We are also pleased to share the news that Foundation director Professor Megan Munsie has been appointed to an influential science sector policy committee. New cell therapies will present regulatory challenges, so Megan’s expertise and input will make a valuable contribution. Read on for details.
It was also good to see the importance of gene editing being acknowledged by the Nobel Prize Committee. Emmanuelle Charpentier and Jennifer A. Doudna have won the 2020 Nobel for Chemistry for their development of the CRISPR gene editing tool. We’ve included links to this and other news stories in our regular round-up of stem cell news.
Finally, public support for research in Australia has seldom been more urgently needed, especially with the setbacks caused by the coronavirus pandemic. Backing our researchers over the next few months will be more important than ever as they work to catch up.
To get an idea of the sort of toll the crisis has taken, we found out about life under lockdown for Florey Institute researcher Dr Jennifer Hollands, who studies the development and treatment of brain diseases.
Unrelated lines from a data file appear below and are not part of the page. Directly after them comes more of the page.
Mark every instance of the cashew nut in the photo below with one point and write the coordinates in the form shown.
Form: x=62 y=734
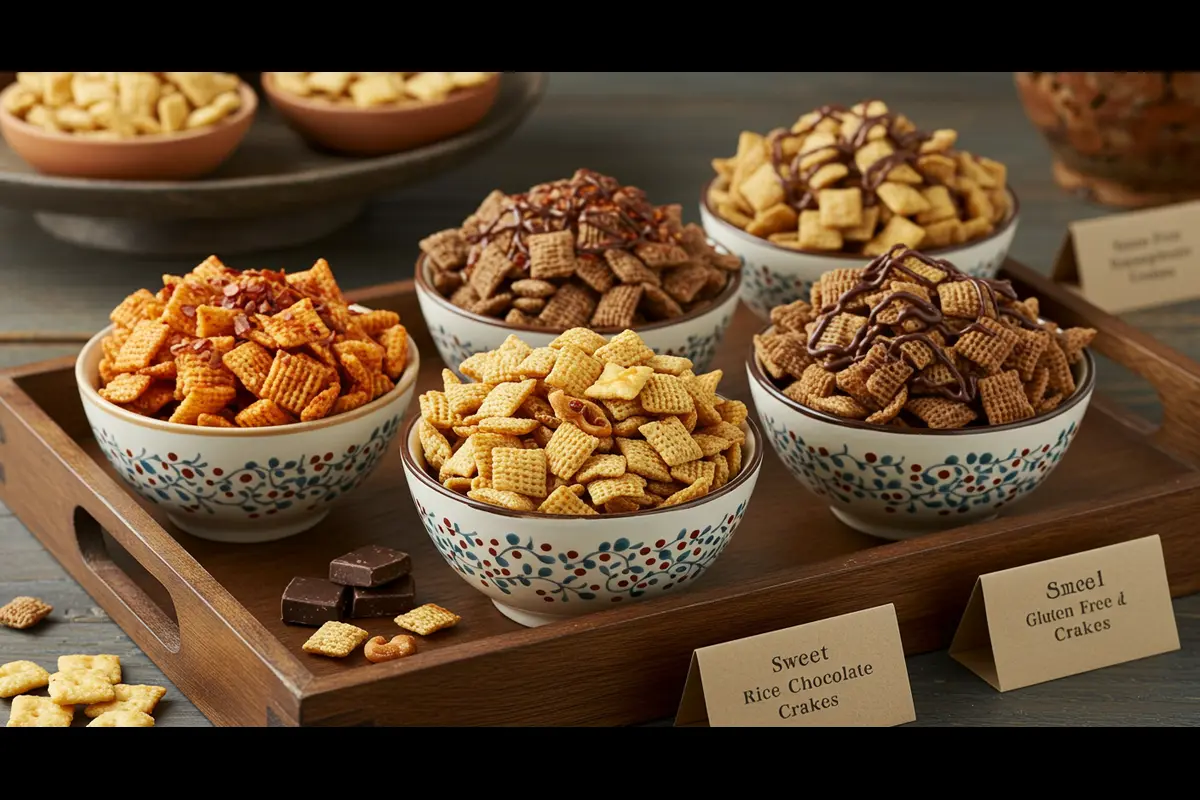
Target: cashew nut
x=379 y=649
x=586 y=415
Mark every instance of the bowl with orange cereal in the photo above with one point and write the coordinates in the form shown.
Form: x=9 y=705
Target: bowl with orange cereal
x=913 y=397
x=573 y=477
x=840 y=187
x=579 y=252
x=245 y=403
You can read the story on our website.
Kind regards,
Dr Graeme L Blackman AO
Chairman, National Stem Cell Foundation of Australia
In this bulletin:
- Your generosity raises $165,000 in a single day
- Bringing life-changing bone and cartilage therapies closer
- New drugs for blood cancers: Mark Dawson wins a Prime Minister’s Prize
- Foundation director Megan Munsie joins influential policy committee
- Stem cell news from around the world
Your generosity raises $165,000 in a day
Foundation’s matching campaign gets behind gene therapy fundraiser for World Sight Day
“The new gene therapy research gives me hope that in my lifetime there will be a treatment for retinitis pigmentosa,’’ says Kate Barrett (pictured right, with her sister).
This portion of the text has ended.